Nouay: Vom Opfer zum Minenräumer

Nouay lebt in Laos. Vor zehn Jahren wurde er Opfer einer Streubombe. Heute, mit 18 Jahren, hat er sich den Teams von Handicap International angeschlossen, um sein Land von explosiven Kriegsmittelrückständen zu räumen und andere vor dem zu schützen, was ihm zugestossen ist.

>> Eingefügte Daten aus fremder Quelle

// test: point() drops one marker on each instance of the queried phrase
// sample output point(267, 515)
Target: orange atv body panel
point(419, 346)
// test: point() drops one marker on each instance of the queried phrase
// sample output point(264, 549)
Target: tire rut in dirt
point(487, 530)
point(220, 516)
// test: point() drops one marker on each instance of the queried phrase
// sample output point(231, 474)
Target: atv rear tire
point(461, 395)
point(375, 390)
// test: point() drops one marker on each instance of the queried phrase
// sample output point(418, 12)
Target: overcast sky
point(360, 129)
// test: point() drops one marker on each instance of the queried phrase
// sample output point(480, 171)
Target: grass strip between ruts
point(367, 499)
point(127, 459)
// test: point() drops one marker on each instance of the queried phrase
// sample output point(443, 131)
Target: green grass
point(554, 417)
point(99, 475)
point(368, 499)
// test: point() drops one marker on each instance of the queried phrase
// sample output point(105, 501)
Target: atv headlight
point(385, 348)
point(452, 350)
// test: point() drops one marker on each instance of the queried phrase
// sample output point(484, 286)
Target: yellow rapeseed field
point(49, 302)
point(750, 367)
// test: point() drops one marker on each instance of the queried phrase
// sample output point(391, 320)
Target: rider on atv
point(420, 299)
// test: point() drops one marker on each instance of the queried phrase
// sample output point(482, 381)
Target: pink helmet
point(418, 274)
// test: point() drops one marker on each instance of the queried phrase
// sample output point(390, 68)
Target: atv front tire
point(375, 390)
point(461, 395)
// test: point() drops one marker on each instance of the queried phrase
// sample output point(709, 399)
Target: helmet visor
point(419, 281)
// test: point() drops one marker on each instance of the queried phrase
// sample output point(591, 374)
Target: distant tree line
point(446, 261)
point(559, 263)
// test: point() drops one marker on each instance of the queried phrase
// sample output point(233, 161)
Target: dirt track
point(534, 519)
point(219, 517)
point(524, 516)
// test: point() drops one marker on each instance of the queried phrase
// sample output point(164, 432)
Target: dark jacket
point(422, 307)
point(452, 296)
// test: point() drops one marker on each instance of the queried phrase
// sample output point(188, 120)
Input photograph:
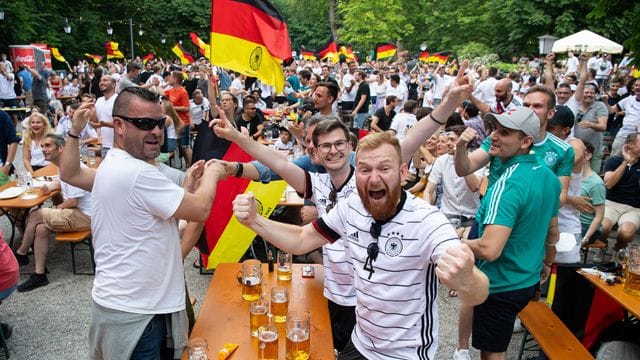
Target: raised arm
point(290, 238)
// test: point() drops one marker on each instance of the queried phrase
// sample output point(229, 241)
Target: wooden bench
point(74, 238)
point(550, 333)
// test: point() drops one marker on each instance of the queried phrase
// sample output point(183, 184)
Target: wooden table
point(631, 303)
point(23, 205)
point(224, 316)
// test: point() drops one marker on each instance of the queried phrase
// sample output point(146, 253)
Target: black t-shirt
point(384, 120)
point(363, 89)
point(627, 189)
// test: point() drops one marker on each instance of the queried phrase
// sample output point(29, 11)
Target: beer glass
point(251, 280)
point(258, 315)
point(298, 329)
point(632, 276)
point(268, 337)
point(284, 266)
point(279, 303)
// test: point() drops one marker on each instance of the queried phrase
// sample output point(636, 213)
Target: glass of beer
point(268, 337)
point(284, 266)
point(251, 280)
point(298, 330)
point(279, 303)
point(632, 276)
point(258, 315)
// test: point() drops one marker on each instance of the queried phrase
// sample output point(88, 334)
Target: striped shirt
point(338, 275)
point(396, 311)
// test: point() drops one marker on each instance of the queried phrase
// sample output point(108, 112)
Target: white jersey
point(338, 274)
point(396, 312)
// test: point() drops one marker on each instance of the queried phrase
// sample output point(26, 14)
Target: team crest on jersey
point(393, 247)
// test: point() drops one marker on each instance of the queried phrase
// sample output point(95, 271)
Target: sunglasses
point(373, 249)
point(145, 123)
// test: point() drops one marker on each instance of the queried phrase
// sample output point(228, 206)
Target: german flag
point(307, 54)
point(56, 54)
point(96, 58)
point(112, 50)
point(424, 55)
point(226, 240)
point(185, 57)
point(385, 50)
point(329, 51)
point(203, 47)
point(250, 37)
point(149, 56)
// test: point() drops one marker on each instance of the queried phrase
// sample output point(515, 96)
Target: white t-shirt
point(104, 112)
point(338, 272)
point(396, 312)
point(137, 246)
point(401, 124)
point(457, 198)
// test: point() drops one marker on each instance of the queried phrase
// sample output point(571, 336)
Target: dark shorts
point(493, 320)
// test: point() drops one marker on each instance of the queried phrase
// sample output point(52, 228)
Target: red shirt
point(178, 97)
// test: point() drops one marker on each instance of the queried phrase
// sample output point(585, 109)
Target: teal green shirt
point(524, 198)
point(553, 152)
point(592, 187)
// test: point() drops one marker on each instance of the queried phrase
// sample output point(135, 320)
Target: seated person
point(73, 214)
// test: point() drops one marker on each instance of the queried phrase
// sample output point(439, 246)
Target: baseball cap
point(519, 118)
point(563, 117)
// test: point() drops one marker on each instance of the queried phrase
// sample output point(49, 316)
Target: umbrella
point(586, 41)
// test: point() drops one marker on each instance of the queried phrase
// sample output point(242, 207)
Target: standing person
point(517, 222)
point(8, 147)
point(72, 214)
point(136, 307)
point(361, 100)
point(376, 225)
point(179, 98)
point(104, 112)
point(39, 87)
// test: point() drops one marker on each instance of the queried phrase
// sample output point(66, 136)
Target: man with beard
point(394, 242)
point(135, 307)
point(504, 101)
point(326, 190)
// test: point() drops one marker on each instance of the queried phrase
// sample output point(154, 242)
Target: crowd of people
point(412, 174)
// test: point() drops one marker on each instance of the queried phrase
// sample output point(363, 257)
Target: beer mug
point(279, 303)
point(284, 266)
point(268, 337)
point(258, 315)
point(251, 280)
point(632, 275)
point(298, 330)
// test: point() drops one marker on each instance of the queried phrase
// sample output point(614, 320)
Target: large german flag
point(226, 240)
point(250, 37)
point(385, 50)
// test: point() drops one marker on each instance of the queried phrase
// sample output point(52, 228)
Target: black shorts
point(493, 320)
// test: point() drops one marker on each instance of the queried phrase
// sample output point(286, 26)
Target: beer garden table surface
point(631, 303)
point(224, 316)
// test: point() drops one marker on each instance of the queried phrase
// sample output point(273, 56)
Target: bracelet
point(239, 170)
point(436, 121)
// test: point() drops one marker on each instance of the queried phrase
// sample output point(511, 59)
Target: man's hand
point(455, 267)
point(244, 208)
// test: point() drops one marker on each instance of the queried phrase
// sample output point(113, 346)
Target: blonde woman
point(32, 155)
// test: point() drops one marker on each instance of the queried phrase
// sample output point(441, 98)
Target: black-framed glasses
point(333, 195)
point(373, 249)
point(340, 145)
point(145, 123)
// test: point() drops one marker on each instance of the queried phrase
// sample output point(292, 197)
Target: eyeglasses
point(340, 145)
point(372, 249)
point(333, 195)
point(145, 123)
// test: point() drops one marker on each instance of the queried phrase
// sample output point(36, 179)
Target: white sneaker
point(461, 354)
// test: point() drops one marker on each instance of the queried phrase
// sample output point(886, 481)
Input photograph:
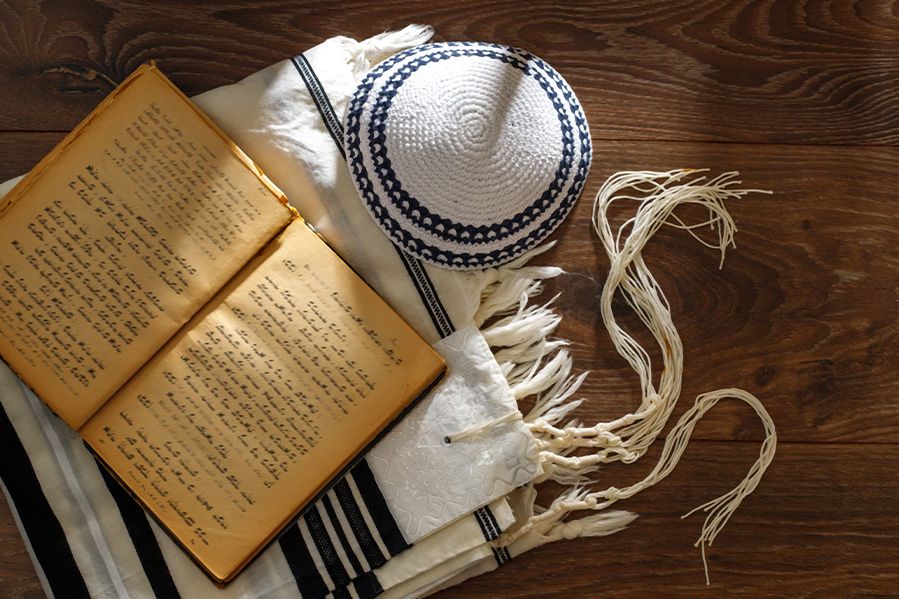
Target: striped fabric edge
point(347, 533)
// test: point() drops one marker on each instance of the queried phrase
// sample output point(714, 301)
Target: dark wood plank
point(784, 72)
point(823, 523)
point(19, 152)
point(804, 313)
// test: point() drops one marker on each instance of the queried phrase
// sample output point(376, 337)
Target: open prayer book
point(160, 295)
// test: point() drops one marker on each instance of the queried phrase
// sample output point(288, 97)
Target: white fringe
point(537, 367)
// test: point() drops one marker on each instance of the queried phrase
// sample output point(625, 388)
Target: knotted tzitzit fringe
point(627, 438)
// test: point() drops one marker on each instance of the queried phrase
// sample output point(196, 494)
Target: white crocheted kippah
point(467, 154)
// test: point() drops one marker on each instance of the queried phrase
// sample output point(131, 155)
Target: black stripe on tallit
point(367, 543)
point(326, 549)
point(305, 572)
point(377, 507)
point(341, 536)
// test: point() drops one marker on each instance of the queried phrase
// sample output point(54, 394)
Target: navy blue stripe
point(484, 531)
point(366, 541)
point(322, 102)
point(142, 537)
point(491, 522)
point(341, 593)
point(325, 548)
point(347, 548)
point(410, 263)
point(305, 572)
point(48, 540)
point(377, 507)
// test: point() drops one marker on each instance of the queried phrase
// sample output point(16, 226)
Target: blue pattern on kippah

Nouay, der jüngste Minenräumer von Handicap International in Laos

Nouay, der jüngste Minenräumer von Handicap International in Laos | (c) Handicap International

Nouay ist 8 Jahre alt, als er in seinem Dorf Vangkhod am Flussufer Kiesel einsammelt und eine Streubombe aus dem Vietnamkrieg in die Hand nimmt. Die nach 50 Jahren immer noch scharfe Bombe explodiert, als er sie fallen lässt. Als sein älterer Bruder den Knall hört und ihm nachgeht, findet er Nouay bewegungslos und blutüberströmt. Nouay wird in eine Piroge gelegt und zum nächstgelegenen Spital gebracht. Von Sepone müssen seine Eltern ihn noch mehrere Kilometer weit auf den Armen tragen. „Meine Mutter dachte, ich würde sterben. Ich habe keine Erinnerung an das, was nach der Explosion geschehen ist“, erzählt Nouay. Er bleibt zwei Wochen im Spital. Seine Verletzungen sind schlimm. Er hat vier Finger der rechten Hand verloren. Sein Körper ist von Splittern der Streubombe versehrt, sein Gesicht entstellt.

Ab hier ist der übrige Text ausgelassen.